The "wiring together boilerplate" consists of subclassing AntlrParserPlugin so that you can write the text and subclassing ParserPluginFactory so you can wire in your AntlrParserPlugin subclass. The ParserPluginFactory can then be passed directly to the CompilerConfiguration which is passed to GrovoyShell. That makes no sense to me even as I write it, so it is probably best to go look at the full source code listing in Groovy Web Console.

For those of you using browsers not supporting anchor tags, here is the code inline:


class SourceModifierParserPlugin extends AntlrParserPlugin {
Reduction parseCST(SourceUnit sourceUnit, Reader reader) throws CompilationFailedException {
def text = addCommas(reader.text)
StringReader stringReader = new StringReader(text)
super.parseCST(sourceUnit, stringReader)
}
}

def parserPluginFactory = new ParserPluginFactory() {
ParserPlugin createParserPlugin() {
new SourceModifierParserPlugin()
}
}

def conf = new CompilerConfiguration(pluginFactory: parserPluginFactory)
def binding = ...
def shell = new GroovyShell(binding, conf)

And once you have a GroovyShell you can evaluate the world! Including the pseudo-easyb script from the beginning of the post. It runs with no problems... missing commas and all.

ANTLR plugins have been around Groovy for a long time, and this example is based off of Guillaume Laforge's famous Groovy Web Console Script #3. There is nothing particularly hard about writing an ANTLR plugin, but there might be something difficult with maintaining it. DSLs come with a host of issues including versioning. If you create an external DSL then you've published a language. It's fun at first but not so much later.
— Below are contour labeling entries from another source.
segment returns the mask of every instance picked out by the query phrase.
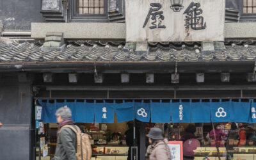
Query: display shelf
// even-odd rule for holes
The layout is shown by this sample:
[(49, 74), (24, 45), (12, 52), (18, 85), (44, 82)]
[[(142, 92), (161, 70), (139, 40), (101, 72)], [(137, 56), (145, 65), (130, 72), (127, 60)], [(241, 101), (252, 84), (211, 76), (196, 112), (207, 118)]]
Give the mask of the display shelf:
[(92, 146), (95, 147), (129, 147), (127, 145), (92, 145)]
[(127, 154), (93, 154), (93, 156), (128, 156)]

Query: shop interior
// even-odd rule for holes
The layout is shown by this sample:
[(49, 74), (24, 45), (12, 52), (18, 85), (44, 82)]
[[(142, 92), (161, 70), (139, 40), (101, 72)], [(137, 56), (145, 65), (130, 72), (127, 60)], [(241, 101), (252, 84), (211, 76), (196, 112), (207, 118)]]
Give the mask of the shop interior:
[[(161, 128), (163, 131), (164, 137), (169, 141), (180, 141), (189, 124), (195, 127), (194, 134), (200, 143), (200, 147), (193, 150), (194, 159), (256, 159), (255, 124), (158, 124), (142, 122), (137, 120), (118, 122), (115, 113), (114, 123), (76, 124), (92, 138), (92, 160), (126, 160), (131, 155), (129, 147), (132, 146), (135, 147), (135, 150), (137, 149), (137, 152), (136, 152), (134, 156), (144, 155), (144, 153), (140, 153), (140, 148), (147, 148), (149, 145), (146, 134), (150, 128)], [(145, 131), (143, 132), (140, 131), (141, 126), (144, 126), (142, 129)], [(213, 128), (215, 128), (214, 136), (211, 135), (212, 134)], [(58, 124), (36, 120), (36, 159), (49, 160), (53, 157), (55, 152)], [(221, 140), (216, 138), (220, 133), (222, 134), (220, 136)], [(141, 138), (145, 138), (145, 141), (140, 140)], [(41, 152), (39, 152), (40, 150)], [(43, 156), (44, 152), (47, 154)], [(140, 156), (133, 159), (140, 159)]]
[[(134, 122), (129, 123), (136, 124)], [(125, 141), (128, 138), (125, 132), (129, 129), (128, 124), (127, 122), (117, 123), (116, 118), (114, 124), (77, 124), (92, 137), (92, 159), (127, 159), (129, 147)], [(164, 136), (168, 140), (179, 141), (186, 132), (186, 129), (189, 124), (146, 123), (146, 134), (151, 127), (157, 127), (164, 131)], [(194, 159), (219, 159), (219, 157), (220, 159), (256, 159), (256, 134), (254, 125), (241, 123), (233, 123), (232, 125), (230, 122), (191, 124), (195, 125), (195, 135), (200, 142), (200, 147), (194, 150)], [(236, 127), (234, 127), (234, 124)], [(212, 125), (215, 127), (218, 125), (220, 130), (227, 134), (221, 136), (221, 141), (217, 142), (218, 149), (214, 138), (209, 137)], [(50, 159), (54, 156), (56, 145), (58, 124), (44, 124), (44, 132), (36, 136), (37, 146), (40, 145), (40, 141), (42, 143), (42, 141), (40, 139), (44, 137), (45, 144), (47, 145), (48, 156), (42, 157), (41, 159)], [(136, 127), (136, 129), (139, 130)], [(132, 132), (133, 129), (132, 130)], [(146, 137), (145, 138), (147, 139)], [(138, 136), (134, 140), (135, 145), (138, 146)], [(146, 147), (148, 145), (147, 140), (145, 145)], [(42, 151), (41, 154), (42, 154)]]

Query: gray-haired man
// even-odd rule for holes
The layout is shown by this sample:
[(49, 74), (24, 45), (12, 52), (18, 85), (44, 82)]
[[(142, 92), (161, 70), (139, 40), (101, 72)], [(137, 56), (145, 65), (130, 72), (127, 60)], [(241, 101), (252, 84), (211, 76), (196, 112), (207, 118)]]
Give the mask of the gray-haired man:
[(76, 129), (74, 122), (72, 120), (70, 109), (61, 107), (56, 112), (59, 127), (57, 132), (57, 146), (55, 150), (54, 160), (76, 160), (76, 134), (68, 127), (61, 127), (65, 125), (71, 125)]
And there you have it. No more of those despicable commas! Now we just need to do something about those dispicable DSLs.

4 comments:

Unknown said...

That's a pretty nice trick.

You could probably write your own ANTLR grammar (instead of regex) to create an entire external DSL independent of any Groovy syntax that merely produces actual groovy code that gets passed along to the rest of the pipeline.

Hamlet D'Arcy said...

hmmm... that is good advice. i guess it is time to go get an ANTLR book, which sort of doesn't sound fun.

Unknown said...

Hamlet, have you looked at Terence Parr's latest book, Language Implementation Patterns: Create Your Own Domain-Specific and General Programming Languages? I'm only slooowly making my way through it, but it appears to include a gentler ease-in to ANTLR than his definitive reference, with practical ANTLR recipes for just this sort of use case. I strongly suspect you would find it valuable.

Hamlet D'Arcy said...

I just saw this book for the first time last week and bookmarked the site. I'll definitely have to go out and get it now.